Aux participants au Symposium universitaire
« Service-Learning e Patto Educativo Globale » :
Monsieur le Cardinal, chers frères et sœurs, bonjour !
Votre rencontre revêt un intérêt particulier pour l'Église, que saint Paul VI appelait « experte en humanité » (Discours à l'ONU, 1). Une expression belle et exigeante, qui nécessite un engagement constant pour se concrétiser dans notre œuvre éducative.

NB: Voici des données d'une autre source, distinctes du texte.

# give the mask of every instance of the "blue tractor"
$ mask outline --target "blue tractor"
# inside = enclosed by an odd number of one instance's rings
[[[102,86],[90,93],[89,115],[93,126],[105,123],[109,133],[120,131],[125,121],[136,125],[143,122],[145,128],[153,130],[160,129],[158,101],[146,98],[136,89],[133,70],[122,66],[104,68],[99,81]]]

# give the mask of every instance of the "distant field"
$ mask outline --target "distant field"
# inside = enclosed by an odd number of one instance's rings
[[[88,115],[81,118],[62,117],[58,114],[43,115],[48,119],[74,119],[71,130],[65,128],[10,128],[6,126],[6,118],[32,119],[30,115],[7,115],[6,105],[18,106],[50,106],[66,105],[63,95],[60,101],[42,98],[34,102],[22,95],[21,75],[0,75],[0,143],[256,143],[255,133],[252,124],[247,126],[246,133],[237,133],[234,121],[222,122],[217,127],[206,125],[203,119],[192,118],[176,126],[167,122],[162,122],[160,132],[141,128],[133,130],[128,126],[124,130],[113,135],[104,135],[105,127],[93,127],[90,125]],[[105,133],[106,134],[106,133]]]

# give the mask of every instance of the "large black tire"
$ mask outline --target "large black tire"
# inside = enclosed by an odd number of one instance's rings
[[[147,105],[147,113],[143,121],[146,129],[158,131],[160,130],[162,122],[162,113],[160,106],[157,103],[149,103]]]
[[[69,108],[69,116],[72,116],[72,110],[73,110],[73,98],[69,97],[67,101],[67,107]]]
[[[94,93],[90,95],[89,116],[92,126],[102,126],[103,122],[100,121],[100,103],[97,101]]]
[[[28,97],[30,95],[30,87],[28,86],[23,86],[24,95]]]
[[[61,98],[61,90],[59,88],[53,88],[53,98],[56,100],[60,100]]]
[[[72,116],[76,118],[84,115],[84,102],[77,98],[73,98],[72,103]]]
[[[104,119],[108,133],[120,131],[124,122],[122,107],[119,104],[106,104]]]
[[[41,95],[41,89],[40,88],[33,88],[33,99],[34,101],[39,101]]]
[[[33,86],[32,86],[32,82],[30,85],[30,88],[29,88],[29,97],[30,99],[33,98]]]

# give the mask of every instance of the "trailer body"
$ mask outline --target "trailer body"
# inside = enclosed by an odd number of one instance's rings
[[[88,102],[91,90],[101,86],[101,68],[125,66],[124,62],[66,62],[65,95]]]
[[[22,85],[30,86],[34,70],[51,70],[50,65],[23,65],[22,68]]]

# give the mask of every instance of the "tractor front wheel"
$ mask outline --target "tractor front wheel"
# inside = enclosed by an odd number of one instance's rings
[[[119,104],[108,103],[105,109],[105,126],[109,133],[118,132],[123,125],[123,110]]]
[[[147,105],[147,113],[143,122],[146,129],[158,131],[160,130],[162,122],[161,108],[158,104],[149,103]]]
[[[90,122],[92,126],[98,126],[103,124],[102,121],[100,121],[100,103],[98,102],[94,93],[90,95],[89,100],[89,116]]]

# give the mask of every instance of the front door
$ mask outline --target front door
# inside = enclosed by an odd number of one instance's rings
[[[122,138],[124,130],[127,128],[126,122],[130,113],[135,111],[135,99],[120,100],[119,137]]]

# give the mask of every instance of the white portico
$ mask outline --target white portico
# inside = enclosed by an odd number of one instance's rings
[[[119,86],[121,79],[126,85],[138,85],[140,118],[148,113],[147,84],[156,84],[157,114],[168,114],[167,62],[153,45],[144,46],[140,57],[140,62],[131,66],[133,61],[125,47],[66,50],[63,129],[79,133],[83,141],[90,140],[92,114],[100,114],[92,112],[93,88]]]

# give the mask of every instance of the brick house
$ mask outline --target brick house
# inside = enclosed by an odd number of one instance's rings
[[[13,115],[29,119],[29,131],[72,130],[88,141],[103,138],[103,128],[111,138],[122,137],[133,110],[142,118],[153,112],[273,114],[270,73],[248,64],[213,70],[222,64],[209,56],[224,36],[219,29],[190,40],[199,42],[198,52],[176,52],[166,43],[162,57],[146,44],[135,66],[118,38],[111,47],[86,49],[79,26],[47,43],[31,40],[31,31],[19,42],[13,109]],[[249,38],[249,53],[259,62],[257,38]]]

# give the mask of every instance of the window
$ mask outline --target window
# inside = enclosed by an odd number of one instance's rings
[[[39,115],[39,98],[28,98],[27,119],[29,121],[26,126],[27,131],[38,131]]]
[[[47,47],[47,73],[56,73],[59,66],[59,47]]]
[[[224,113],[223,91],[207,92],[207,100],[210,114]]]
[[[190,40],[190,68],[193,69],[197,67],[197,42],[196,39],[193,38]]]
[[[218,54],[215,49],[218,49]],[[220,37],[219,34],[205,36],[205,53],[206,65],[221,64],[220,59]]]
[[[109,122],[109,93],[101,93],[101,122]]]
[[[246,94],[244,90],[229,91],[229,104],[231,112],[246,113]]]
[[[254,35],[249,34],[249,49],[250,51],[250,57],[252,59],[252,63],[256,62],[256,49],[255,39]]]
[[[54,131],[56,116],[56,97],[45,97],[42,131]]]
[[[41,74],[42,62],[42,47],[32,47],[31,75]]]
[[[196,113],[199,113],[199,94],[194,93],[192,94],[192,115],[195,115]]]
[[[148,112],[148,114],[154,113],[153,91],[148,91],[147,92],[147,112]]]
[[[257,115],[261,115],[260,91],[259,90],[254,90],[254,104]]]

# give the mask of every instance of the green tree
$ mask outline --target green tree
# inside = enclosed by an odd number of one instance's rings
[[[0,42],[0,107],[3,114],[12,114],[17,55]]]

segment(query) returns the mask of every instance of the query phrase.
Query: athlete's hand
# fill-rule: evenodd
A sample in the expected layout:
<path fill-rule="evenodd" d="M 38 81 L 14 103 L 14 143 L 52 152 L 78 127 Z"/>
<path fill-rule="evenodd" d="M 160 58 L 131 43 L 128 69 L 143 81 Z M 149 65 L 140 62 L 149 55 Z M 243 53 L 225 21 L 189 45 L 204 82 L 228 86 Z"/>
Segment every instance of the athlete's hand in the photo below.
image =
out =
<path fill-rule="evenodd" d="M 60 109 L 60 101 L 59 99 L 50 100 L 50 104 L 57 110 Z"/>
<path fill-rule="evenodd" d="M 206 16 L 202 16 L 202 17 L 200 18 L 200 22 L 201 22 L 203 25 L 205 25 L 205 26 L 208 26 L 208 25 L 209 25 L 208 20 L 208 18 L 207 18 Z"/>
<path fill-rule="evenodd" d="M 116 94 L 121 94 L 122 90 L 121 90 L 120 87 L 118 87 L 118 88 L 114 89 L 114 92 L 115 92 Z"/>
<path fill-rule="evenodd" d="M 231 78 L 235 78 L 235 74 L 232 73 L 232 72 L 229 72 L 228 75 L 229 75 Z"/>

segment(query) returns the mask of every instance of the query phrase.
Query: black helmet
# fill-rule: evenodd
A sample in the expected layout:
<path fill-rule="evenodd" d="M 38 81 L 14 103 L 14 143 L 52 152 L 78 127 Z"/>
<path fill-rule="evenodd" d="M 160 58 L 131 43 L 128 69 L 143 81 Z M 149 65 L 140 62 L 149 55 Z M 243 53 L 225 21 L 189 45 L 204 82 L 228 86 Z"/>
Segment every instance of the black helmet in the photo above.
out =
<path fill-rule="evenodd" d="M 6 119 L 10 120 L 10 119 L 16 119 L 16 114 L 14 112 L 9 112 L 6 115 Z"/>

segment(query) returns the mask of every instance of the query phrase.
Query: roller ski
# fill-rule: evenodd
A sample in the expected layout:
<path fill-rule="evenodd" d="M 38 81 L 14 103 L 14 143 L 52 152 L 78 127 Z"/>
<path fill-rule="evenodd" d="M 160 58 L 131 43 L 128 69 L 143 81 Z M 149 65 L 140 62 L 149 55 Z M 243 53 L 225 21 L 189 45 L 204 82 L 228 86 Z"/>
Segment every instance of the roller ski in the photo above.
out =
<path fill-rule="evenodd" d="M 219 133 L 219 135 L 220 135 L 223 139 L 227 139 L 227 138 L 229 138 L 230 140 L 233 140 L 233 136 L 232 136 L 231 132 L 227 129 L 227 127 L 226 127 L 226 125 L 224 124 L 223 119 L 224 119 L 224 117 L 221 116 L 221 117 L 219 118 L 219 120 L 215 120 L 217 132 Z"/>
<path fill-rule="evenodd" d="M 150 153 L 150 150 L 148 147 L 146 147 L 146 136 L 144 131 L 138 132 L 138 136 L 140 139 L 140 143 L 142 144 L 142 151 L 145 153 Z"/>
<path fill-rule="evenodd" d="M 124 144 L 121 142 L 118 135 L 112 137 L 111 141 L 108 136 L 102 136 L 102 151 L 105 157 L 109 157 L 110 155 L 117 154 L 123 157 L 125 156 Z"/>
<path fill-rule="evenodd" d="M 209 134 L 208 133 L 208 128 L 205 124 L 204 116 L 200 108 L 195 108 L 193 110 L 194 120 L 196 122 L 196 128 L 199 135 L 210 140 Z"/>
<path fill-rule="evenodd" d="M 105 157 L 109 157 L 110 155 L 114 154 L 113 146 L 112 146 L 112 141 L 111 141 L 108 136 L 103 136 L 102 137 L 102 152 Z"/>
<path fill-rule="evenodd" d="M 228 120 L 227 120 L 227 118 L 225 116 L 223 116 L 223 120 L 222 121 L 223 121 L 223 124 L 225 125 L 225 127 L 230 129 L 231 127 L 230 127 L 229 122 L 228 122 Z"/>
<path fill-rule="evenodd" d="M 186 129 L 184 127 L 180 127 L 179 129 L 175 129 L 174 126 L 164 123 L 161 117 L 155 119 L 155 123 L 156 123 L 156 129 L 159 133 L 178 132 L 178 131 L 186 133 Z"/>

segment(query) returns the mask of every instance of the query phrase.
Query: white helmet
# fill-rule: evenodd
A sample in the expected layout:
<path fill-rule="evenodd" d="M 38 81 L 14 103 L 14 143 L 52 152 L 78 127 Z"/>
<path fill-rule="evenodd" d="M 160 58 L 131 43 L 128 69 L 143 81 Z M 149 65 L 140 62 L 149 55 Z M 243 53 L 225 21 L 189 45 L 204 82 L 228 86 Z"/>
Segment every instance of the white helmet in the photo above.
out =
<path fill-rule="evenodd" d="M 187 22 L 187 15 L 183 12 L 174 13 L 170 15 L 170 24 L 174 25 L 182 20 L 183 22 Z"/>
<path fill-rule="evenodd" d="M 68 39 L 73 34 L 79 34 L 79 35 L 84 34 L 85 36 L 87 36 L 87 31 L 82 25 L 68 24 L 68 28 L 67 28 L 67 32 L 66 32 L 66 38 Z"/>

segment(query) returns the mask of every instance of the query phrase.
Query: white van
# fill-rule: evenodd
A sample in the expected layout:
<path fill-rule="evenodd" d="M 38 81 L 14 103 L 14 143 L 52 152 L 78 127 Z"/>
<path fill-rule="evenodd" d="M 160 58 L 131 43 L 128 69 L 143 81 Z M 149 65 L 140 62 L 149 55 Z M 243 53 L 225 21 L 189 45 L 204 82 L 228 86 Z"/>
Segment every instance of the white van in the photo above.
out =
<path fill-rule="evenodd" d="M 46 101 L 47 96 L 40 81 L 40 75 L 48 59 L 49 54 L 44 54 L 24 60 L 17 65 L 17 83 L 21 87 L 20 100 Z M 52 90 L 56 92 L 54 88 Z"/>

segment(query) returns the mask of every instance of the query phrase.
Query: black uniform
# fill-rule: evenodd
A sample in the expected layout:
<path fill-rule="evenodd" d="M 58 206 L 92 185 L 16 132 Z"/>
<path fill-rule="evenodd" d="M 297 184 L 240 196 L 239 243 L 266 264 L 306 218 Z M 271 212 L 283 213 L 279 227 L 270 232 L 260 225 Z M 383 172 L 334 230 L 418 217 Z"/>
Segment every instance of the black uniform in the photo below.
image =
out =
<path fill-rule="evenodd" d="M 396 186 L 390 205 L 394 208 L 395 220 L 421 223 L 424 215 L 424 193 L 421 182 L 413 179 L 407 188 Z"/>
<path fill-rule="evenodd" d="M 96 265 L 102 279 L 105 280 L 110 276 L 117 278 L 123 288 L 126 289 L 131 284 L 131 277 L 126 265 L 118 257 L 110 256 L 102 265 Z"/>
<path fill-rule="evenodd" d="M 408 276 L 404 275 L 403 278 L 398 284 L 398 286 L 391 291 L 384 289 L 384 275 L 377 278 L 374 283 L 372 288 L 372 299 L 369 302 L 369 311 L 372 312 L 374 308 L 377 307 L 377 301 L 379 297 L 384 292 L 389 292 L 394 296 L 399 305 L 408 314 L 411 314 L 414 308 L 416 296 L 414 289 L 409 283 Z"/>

À ce sujet, je me souviens du film Le Cercle des poètes disparus : il raconte l’arrivée dans un collège prestigieux d’un enseignant avec une méthode très originale. Ce professeur de littérature commence son premier cours par un « coup de théâtre » : il invite les étudiants à monter sur les bureaux pour voir la classe sous un autre angle. Cette scène révèle ce que devrait être l'éducation : non seulement transmission de contenus – cela n'en est qu'un aspect – mais transformation de la vie. Non seulement répétition de formules – comme des perroquets – mais apprentissage pour comprendre la complexité du monde. Voilà ce que doit être l'éducation.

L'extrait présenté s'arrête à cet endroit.